A total of 618 samples (12%) from 243 patients (18%) had uPCR ≥ 30 mg/mmol on at least one measurement. At the time
the first uPCR sample was measured, the median duration of infection was 6.4 years (IQR 2.5–11.8 years) and 88% were cART-experienced. Sixty-seven RNA Synthesis inhibitor patients with at least one measurement of uPCR ≥ 30 mg/mmol had concurrent urine albumin and total protein measurements, and thus uAPR could be calculated. Paired measurements were also more likely to be taken among patients who were cART-experienced (P = 0.02), or who were on a boosted PI either before (P < 0.001) or at the time (P < 0.001) the paired samples were measured, but were less likely to be taken on patients who were on TDF at the time of sampling (P < 0.001). Forty-six (69%) of these 67 patients had been taking TDF at the time of sampling. There were no significant differences in age, duration of HIV infection, nadir CD4 count, plasma creatinine concentration, eGFR, plasma phosphate concentration, fractional excretion of phosphate or uPCR (all P > 0.05) between patients who were taking TDF and those NVP-BKM120 nmr who were not taking TDF at the time of sampling. Patients on TDF also had a lower uACR (median 10 vs. 33 mg/mmol,
respectively; P < 0.01) and a lower uAPR (median 0.18 vs. 0.69, respectively; P < 0.01). Of these 67 proteinuric patients, 46 (32%) had TP, while 21 (15%) had GP. There was no difference between the TP and GP groups with regard to age, sex, ethnicity, sexuality, duration of HIV infection, nadir CD4 count, plasma creatinine or eGFR (Table 1). Plasma phosphate was lower, whereas fractional excretion of phosphate was higher in the TP group (Table 1). uPCR was significantly lower in the TP group compared with the GP group (median 49 vs. 102 mg/mmol, respectively; P < 0.01). uACR was significantly lower in the TP group compared with the GP group (median 9 vs. 72 mg/mmol, respectively; P < 0.01). Patients in the TP group were more likely Etoposide to have been on TDF or a boosted
PI prior to sampling, and to have been taking TDF and/or a boosted PI at the time of sampling (Table 1).
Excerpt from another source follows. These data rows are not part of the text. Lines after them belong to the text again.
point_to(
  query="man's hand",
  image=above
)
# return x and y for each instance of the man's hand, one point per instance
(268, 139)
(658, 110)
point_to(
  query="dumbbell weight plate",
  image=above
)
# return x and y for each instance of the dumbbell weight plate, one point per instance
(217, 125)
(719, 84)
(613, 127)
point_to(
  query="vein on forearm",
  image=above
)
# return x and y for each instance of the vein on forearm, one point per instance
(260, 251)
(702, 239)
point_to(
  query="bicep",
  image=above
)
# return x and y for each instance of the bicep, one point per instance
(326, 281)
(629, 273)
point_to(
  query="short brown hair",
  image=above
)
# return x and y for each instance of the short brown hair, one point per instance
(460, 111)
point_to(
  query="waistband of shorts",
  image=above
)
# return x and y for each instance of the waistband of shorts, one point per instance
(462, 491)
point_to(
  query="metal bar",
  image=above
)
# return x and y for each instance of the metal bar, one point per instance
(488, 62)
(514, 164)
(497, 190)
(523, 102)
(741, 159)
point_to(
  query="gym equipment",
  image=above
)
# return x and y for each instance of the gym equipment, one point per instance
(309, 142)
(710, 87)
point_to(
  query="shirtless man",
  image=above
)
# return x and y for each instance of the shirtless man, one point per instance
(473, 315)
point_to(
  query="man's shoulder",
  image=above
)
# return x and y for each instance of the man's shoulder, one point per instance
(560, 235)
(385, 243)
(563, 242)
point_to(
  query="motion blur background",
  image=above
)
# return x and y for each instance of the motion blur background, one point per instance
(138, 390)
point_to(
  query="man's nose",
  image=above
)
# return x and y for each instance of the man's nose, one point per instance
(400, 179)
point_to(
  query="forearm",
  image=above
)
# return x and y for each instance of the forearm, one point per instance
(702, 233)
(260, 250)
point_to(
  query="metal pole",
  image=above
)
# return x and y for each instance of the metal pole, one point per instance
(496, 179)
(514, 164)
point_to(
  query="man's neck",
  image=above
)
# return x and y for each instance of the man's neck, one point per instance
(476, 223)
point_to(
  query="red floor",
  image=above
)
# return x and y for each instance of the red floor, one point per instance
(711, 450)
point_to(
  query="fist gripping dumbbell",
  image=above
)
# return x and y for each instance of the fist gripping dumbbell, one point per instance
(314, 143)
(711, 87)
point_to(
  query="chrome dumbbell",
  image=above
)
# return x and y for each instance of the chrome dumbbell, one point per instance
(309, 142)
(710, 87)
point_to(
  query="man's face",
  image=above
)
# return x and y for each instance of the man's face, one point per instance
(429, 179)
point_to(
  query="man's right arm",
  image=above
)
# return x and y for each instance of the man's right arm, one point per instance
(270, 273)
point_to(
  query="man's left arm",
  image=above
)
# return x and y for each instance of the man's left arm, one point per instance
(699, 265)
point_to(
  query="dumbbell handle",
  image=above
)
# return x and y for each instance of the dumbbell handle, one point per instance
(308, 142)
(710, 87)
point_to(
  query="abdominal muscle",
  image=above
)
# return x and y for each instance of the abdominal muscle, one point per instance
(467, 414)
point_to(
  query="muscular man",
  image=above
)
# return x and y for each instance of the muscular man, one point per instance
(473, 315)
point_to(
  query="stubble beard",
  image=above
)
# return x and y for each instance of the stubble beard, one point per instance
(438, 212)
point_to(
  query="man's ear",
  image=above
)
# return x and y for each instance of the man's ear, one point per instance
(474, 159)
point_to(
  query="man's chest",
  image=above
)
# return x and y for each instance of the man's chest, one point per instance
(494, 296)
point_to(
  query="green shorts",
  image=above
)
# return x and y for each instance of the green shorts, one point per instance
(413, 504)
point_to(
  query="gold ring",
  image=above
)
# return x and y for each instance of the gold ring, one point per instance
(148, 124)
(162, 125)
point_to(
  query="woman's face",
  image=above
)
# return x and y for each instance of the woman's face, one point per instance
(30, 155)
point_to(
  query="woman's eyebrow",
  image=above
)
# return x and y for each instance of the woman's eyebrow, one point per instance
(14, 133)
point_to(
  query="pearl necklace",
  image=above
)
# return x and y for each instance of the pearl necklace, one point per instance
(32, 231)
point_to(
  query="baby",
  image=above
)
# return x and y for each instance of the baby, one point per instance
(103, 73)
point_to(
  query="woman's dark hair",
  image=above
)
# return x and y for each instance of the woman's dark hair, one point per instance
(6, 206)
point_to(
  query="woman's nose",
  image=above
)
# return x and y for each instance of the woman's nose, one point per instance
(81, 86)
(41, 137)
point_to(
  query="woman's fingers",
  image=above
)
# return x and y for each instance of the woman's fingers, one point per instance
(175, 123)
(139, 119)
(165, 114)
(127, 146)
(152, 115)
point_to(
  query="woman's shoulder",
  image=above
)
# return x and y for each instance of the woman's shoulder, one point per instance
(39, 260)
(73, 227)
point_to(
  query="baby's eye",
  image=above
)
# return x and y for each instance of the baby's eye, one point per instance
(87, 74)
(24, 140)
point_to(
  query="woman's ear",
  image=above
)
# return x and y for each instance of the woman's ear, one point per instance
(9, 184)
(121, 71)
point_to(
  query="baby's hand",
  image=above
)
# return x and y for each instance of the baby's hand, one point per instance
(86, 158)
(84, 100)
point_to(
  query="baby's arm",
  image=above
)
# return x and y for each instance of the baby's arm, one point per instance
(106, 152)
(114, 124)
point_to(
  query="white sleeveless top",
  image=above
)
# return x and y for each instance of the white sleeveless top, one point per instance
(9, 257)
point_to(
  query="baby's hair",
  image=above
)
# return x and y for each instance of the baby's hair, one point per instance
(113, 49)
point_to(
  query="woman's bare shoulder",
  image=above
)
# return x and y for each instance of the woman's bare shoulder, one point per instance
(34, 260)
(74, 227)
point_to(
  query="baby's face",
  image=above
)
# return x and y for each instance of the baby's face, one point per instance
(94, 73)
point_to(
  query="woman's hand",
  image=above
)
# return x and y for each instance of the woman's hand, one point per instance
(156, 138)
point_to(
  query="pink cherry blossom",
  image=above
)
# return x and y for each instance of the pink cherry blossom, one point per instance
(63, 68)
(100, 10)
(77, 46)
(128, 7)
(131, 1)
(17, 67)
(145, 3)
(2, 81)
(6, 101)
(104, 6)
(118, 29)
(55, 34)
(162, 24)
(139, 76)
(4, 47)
There were 18 patients (14%) with heavy proteinuria (uPCR > 100 mg/mmol), two of whom had diagnoses of TDF-related renal injury, both of which improved after switching from TDF (Table 2). An additional patient was on TDF because he was hepatitis B virus coinfected. Eight patients with heavy proteinuria had a renal biopsy; all the biopsy results correlated with the definitions of proteinuria using uPCR and uACR. There were three patients who were thought to have tubular dysfunction. None of these patients has undergone a renal biopsy, and in some the proteinuria resolved on switching antiretroviral agents. When uAPR was calculated in these 18 patients, there was a significant difference between TP and GP pathologies (P = 0.001) (Fig. 1).